Originally published on: https://www.thinkvalue.co/analysis/map-against-marginal-thinking
In this article, we will discuss how the spotlight focuses our attention on things that are harder to benefit from.
We can call this drive to focus on the spotlight: “Marginal Thinking”.
Key Takeaways
What is popular is rarely useful, and you can’t always be lucky. When we focus our attention on the next thing, we may be playing someone else’s game.
Most of the content is meant to drive a narrative or clicks - and inflammatory content tends to sell.
Companies surrounded by hype may not be a great investment, but it’s easier to be around like-minded people and defer to authority.
Having a method, fixes a small part of this. Which is why I propose using a map to avoid companies that are under the media spotlight.

In the previous part1, I discussed what it means to stray from the herd: Understanding core concepts well enough to be able to discriminate quality from pretence - “labelism”.
The Media is Everywhere
Eric Weinstein talked about the asymmetry of power between companies (media) and the individual.
In short, imagine that there is a big machine pointed at the individual. This machine tracks, and shares information with other machines, so there is no hiding.
This is used to profile you by comparing your psychographic characteristics to the millions of other people. Finally, it uses this information to iterate the content you are most likely to react to, and it gets good.
This is crucial, it's so good that people start adopting its served opinions that were a result of a months-long campaign. Yet, when we hear it for people, we tend to associate these opinions with authenticity.
They’re not authentic.
They are the result of an info feed that iterates until it reaches critical mass to become its own cultural moment.
Let’s explore how this affects investing.
Marginal Thinking
Marginal thinking was first described by the Austrian economists, who showed that value is relative to our current wants, as opposed to the costs of production.
This means that value follows from our wants, and taking it one step further, our wants follow from the current focus of our attention.
For investments, we can see this in something called the (ERP) equity risk premium of the marginal investor. While forecasts can be prone to error, the ERP is the truly subjective (not for us) part of investing. Most of the time it matters very little, unless it touches extremes - which are moments of panic or mania of market participants.
We won't go into the mechanics of ERP here, but you can find a short description in a previous piece2.

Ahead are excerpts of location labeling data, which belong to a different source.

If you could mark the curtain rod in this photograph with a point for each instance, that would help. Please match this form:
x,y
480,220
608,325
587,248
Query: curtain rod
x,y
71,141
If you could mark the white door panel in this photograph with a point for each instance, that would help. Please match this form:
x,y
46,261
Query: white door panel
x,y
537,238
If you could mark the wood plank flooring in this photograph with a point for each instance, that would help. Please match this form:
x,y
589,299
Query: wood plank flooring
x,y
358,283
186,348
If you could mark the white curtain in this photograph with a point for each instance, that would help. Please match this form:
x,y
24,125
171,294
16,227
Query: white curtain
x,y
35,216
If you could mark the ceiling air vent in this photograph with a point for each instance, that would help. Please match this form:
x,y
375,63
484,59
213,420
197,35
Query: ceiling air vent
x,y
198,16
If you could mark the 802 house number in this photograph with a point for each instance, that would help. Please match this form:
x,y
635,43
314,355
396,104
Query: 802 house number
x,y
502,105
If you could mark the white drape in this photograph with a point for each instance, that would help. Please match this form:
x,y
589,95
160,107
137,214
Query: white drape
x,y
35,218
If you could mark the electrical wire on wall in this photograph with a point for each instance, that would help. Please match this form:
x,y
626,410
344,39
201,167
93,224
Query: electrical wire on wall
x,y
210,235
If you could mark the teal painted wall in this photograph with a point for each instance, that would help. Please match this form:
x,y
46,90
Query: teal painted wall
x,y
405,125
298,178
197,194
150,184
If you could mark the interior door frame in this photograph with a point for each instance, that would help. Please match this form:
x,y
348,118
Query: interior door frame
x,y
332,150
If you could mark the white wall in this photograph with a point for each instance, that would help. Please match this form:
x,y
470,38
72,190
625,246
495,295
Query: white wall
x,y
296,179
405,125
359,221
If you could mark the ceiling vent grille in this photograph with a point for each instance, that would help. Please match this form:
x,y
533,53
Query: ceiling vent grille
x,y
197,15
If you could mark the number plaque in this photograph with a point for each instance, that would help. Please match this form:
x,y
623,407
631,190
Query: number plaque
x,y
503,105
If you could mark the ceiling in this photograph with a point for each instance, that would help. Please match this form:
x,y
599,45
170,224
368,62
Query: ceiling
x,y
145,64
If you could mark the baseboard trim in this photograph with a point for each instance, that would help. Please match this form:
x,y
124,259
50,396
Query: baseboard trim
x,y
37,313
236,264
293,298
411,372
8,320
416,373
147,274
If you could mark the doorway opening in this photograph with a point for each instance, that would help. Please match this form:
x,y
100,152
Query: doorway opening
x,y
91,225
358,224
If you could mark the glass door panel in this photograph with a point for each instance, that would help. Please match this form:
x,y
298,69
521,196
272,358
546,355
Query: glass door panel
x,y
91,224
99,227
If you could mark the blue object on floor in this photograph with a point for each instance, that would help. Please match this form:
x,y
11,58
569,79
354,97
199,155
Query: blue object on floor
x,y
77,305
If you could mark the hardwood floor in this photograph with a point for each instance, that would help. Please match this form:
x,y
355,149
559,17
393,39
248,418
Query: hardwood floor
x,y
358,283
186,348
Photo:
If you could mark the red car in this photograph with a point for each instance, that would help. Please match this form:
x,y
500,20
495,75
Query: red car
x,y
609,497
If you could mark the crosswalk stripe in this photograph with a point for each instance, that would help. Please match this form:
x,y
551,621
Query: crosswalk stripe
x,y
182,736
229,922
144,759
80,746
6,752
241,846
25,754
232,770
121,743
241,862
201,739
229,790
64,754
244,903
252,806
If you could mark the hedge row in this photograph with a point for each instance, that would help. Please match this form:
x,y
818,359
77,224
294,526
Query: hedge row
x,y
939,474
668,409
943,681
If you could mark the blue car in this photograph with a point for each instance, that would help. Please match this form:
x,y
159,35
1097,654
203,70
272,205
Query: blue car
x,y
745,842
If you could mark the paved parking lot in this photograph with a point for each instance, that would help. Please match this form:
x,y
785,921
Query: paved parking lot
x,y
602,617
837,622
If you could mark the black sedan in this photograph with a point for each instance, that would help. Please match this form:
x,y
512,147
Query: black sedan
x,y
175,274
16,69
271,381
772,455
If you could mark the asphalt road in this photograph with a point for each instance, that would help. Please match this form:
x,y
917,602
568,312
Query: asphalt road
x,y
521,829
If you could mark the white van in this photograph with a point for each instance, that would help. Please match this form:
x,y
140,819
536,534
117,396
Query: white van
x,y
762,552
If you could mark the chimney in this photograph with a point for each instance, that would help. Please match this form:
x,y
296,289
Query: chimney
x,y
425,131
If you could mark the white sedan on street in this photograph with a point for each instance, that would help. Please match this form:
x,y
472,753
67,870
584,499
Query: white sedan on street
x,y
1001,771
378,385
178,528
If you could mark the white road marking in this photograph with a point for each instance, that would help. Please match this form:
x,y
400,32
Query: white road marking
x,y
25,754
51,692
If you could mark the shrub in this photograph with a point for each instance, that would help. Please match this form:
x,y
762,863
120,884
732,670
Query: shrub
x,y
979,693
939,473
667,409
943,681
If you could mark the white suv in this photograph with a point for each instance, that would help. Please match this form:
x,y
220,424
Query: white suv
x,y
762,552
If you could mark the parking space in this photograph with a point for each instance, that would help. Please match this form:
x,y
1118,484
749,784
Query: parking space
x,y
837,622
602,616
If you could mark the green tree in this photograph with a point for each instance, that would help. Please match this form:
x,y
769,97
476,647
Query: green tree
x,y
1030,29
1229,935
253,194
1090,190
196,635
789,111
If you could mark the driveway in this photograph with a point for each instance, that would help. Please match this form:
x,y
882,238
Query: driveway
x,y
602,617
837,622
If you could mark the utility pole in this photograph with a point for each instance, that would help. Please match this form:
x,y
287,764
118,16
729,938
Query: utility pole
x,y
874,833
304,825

When the media cycle takes on a topic, our attention moves to that story, regardless of a stock's potential. We find ourselves in an amplified state of “fear of missing out” or “fear of losing money”, and may end up making a worse decision than we would.
In a nutshell, this amplification crowds the market and can make us buy higher and sell lower.
This means that it may be better to stay away from the crowd even if our predictions are right - unless we are early in the cycle.
This is why a method for discovery is important.
Approach From the Ground-Up: Use a Map
A map can help us identify where the current attention is, and help us move away from it.
So, if AI is the new rage, we may look at tourism companies; if TSLA 0.00%↑ is the highlight of the week, we may look into a peer like RACE 0.00%↑ instead.
We still expect to find a reason why a company was overlooked, but hope that it's no longer valid.
I’ve constructed my own map, and use it when I’m interested in seeking exposure to a certain industry:
You can view the full map in my spreadsheet.
Further, when we analyze our next company, we may opt to be uncomfortable, and read content only after we have valued a company ourselves. This discomfort of “getting it badly wrong”, will help us think about the driving fundamentals of a company instead of attaching numbers to a story we want to believe in.
In conclusion, we will revisit a cliché phrase,
If you read about it, it’s priced-in
We need to be bold enough to search on our own, and exploit the mistakes of authority figures.